The Opening Day starter doesn't belong in the starting rotation. It's no longer sensible to send Rodrigo Lopez out there every five days. Supposedly, several teams have inquired about his availability. Memo to those teams: He's yours! Take him now. Send a middle reliever down here and we'll throw in some crab cakes.

3. Call up Penn.

Even if no one eventually bites on Lopez, the Orioles need to put him in the bullpen. It's time to put the young arms into the starting rotation and give them some seasoning. Hayden Penn should have another start or two in the minors and then it's time to see what he can do against big league bats.

4. Do something with Loewen.

The obvious move is to call him up from Ottawa immediately.

The Orioles might have to be more creative now. Out of all the young pitchers, Loewen might have the highest stock of any on the trade market. Erik Bedard is untouchable; Adam Loewen is not. The front office needs to listen to offers because the tall lefty might be of more value wearing another team's uniform.

5. Decide Gibbons' fate.

Weighing the options on Jay Gibbons is not easy. He's a fan favorite who generally puts up good numbers - when he's healthy. Looking over the Orioles' roster, we don't see a lot of players who will look attractive to a playoff contender. Gibbons, though, could be that guy.

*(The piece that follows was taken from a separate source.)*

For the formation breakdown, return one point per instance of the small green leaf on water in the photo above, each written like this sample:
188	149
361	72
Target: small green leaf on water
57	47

But because he's injured, he'd be too difficult to unload before the trade deadline. When he returns to the lineup, the Orioles, already lacking a natural first baseman, should try putting him there one more time. Approach it as a tryout for 2007. Gibbons hasn't played a game in left since 2001, and we don't see him serving as designated hitter next season.

6. Reassure the staff.

A key to rebuilding is establishing some semblance of stability. Manager Sam Perlozzo and his staff cannot serve as scapegoats for this year's futility. They work with what they've been given.

Perlozzo's game management decisions aren't all perfect, but he's a first-year manager who is still respected in the clubhouse.

That said, he and his staff can't wait for an influx of All-Star-caliber talent. The offensive numbers, which weren't too bad early, need to improve. The Orioles' run production and power numbers during the past four weeks have been terrible, leading only the Oakland Athletics in the American League.

7. Assess Patterson.

Corey Patterson is the most intriguing player on the Orioles' roster. He has exceeded expectations but still isn't someone you lock into a long-term deal. The Orioles should be open to that possibility once the season is over, but right now they need to see if they can't get a couple of prospects for him on the trade market.

It would be nice if Patterson worked into their long-term plans. They have to proceed with caution, though. During the past month, he has the worst on-base percentage of any of the Orioles' regular starters. That's not good for a guy who should be hitting leadoff.

8. Hold a clearance sale.

If you're not in the plans for the 2007 season, you aren't in the plans for the rest of the 2006 season. Here's the problem, though: The Orioles can't trade off Kevin Millar, Jeff Conine, Javy Lopez or Chris Gomez and get any sort of sure thing in return.

Carlos Lee and Barry Zito aren't coming in exchange for these guys. One of the goals in dangling them, though, should be to stock the Double- and Triple-A teams. A big failing in the farm system has been the scarcity of prospects worth calling up.

Also, it's time the Orioles started listening to those offers for Daniel Cabrera. He can be unhittable at times, but he's no longer untouchable when other GMs come calling. The Orioles need to find a strong bat, and if losing an arm such as Loewen's or Cabrera's is a better route than shopping the free-agent market, then you have to be willing to part ways with potential.

9. Lock up Roberts and reassure Tejada.